John shrugged beneath the hand she’d put on his shoulder, refusing to turn toward her.  “It’s okay.  I knew you didn’t mean it.  Problem is … that’s sort of what I wish we could do.  This isn’t an ark, and I know we can’t fill Moya up with two of every species, but she’s got room to spare.  We have room to …”  He shrugged again and didn’t bother finishing his explanation.

“Not all delvians are priests.  Their soldiers are fearsome, and you already know what happens if they begin to starve.”

“Which is why I though we’d put Sparky in charge of the sprout until we figure out what type of person she’s going to blossom into,” he laughed.  “If she decides she needs meat, we’ll hear his screams and know it’s gone all wrong as usual.”

“The next miserable, cowed, pathetic being we bring on board could turn out to be a bounty hunter or an assassin,” she warned, leaning her chin on his shoulder.  “We know from the wanted beacons that High Command has tripled the bounty for you and me.  Until we get out of Peacekeeper space, there are going to be plenty of hunters willing to risk their lives for that kind of wealth.”

“Grayza seems to be taking things rather personally,” John mused.

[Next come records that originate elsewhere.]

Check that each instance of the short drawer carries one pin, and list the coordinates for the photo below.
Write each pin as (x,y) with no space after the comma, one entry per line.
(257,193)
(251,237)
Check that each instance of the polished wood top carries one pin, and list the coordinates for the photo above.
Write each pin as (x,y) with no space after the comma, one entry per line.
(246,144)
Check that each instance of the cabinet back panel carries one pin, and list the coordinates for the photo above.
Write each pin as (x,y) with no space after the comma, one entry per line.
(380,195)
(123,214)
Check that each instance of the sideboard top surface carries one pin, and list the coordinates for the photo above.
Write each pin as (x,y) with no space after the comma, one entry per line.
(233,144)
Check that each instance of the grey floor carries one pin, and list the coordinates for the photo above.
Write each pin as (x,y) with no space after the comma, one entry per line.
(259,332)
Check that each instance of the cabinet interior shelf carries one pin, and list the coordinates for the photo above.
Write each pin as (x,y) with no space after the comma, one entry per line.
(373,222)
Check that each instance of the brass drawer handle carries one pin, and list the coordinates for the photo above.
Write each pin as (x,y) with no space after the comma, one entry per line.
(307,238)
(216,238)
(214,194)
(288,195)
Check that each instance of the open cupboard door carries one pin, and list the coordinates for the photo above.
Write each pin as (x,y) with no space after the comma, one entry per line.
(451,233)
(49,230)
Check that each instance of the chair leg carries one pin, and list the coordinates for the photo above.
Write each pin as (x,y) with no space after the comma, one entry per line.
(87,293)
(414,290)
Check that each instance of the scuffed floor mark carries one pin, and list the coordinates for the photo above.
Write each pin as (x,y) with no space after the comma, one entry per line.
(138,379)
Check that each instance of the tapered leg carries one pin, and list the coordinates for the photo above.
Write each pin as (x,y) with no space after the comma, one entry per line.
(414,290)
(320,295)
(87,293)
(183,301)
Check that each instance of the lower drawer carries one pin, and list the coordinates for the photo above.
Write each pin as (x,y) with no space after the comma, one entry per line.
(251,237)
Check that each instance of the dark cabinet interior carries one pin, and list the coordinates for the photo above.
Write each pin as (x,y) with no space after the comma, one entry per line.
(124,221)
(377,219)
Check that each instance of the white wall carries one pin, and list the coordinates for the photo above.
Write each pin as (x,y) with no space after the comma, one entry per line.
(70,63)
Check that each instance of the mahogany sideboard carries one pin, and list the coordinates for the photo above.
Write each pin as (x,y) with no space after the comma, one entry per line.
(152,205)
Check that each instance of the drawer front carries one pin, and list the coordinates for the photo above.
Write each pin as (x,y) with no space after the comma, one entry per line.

A brush with a Peacekeeper force a quarter cycle earlier had resulted in the discovery that Lo’la’s weaponry could take out a Vigilante class destroyer.  John had provided the bait for a trap by positioning the module where the destroyer would find it without becoming suspicious and then deliberately discharged every power cell so it appeared he’d been cut off from Moya by a malfunction.  It had worked, luring the Peacekeepers into range of D’Argo’s cloaked ship, but there hadn’t been a backup plan or a route for escape.  If their plan hadn’t worked, John would have been captured.

D’Argo had been almost as anxious as Aeryn over the horrible risk Crichton was taking, and he’d funneled every last bit of power into the single blast.  The Vigilante had simply vanished, transformed into a short-lived haze of energy and unassociated molecules, and Lo’la had been turned into a cold, airless container.  Moya had emerged from where she was hiding behind a planet, kept safe from the destroyer’s immobilizer pulse, and had snared first the powerless module and then Lo’la.  The two men were cold, mildly oxygen-starved, and unharmed, and they’d all rejoiced when they’d tapped into a Peacekeeper communication reporting that Commandant Mele-On Grayza was being transported back to High Command to face disciplinary action for her losses over the preceding cycle.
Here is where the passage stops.